TEXT
The posttranslational modification of proteins by the covalent attachment of lipids has been a relatively niche area of research, predominantly focused on bacterial pathogens. This may be due to the experimental challenges involved in the purification of these proteins and the membrane proteins that are involved in performing the modification. Lipoproteins make up a considerable proportion of secreted proteins in some bacteria and have been shown to perform a variety of functions, including cell division, cellular infrastructure, protein localization, antibiotic resistance, nutrient adsorption, and signal transduction, to name but a few. The first step in this posttranslational modification is the addition of a diacylglyceryl moiety to a conserved C-terminal cysteine residue which is catalyzed by the enzyme prolipoprotein diacylglyceryl transferase (Lgt), further characterization of which is presented in this issue of the Journal of Bacteriology by Pailler et al (6).

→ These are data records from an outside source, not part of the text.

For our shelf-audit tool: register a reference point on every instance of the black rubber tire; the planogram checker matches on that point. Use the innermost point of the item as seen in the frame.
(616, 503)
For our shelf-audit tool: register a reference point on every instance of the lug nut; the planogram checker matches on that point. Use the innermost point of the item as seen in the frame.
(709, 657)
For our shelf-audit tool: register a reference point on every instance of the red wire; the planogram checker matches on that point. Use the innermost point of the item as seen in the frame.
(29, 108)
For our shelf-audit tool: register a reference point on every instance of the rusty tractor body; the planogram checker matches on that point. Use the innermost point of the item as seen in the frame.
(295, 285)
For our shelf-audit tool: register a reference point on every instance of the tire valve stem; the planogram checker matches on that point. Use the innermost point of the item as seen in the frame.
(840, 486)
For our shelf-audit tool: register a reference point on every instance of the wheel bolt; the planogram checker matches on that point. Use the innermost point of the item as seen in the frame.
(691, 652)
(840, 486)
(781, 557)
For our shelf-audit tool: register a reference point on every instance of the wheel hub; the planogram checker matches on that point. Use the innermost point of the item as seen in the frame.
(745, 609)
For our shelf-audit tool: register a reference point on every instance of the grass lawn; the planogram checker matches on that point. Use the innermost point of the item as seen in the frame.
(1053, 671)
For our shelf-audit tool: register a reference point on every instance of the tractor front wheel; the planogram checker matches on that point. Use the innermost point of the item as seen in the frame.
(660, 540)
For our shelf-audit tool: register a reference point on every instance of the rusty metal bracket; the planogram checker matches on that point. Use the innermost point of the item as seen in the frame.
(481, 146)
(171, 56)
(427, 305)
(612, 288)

The biogenesis of lipoproteins, or the “fattening” of proteins, is a three-stage process involving the initial cysteine modification. This is then followed by the removal of a signal peptide by the lipoprotein-specific signal peptidase (LspA), leaving a new amino terminus which is further modified by the enzyme apolipoprotein N-acyltransferase (Lnt). This process was first outlined 30 years ago by Tokunaga and coworkers as a four-step pathway, with the initial transfer of a glyceryl group to the cysteine followed by the action of one or more 0-acyltransferases acylating the sn-3 and sn-2 hydroxyls of the glyceryl moiety of glycerylcysteine to form the diacylglyceryl-modified prolipoprotein (11). This model was subsequently modified following the demonstration of direct transfer of a diacylglyceryl moiety from phosphatidylglycerol to the conserved amino cysteine residue (9) and is now still largely held as the accepted pathway for lipoprotein maturation. This pathway is of major interest as there is strong evidence to suggest that the three enzymes are essential for viability in Gram-negative bacteria (1, 2, 12), with the signal peptidase being a target for the antibiotic globomycin (4).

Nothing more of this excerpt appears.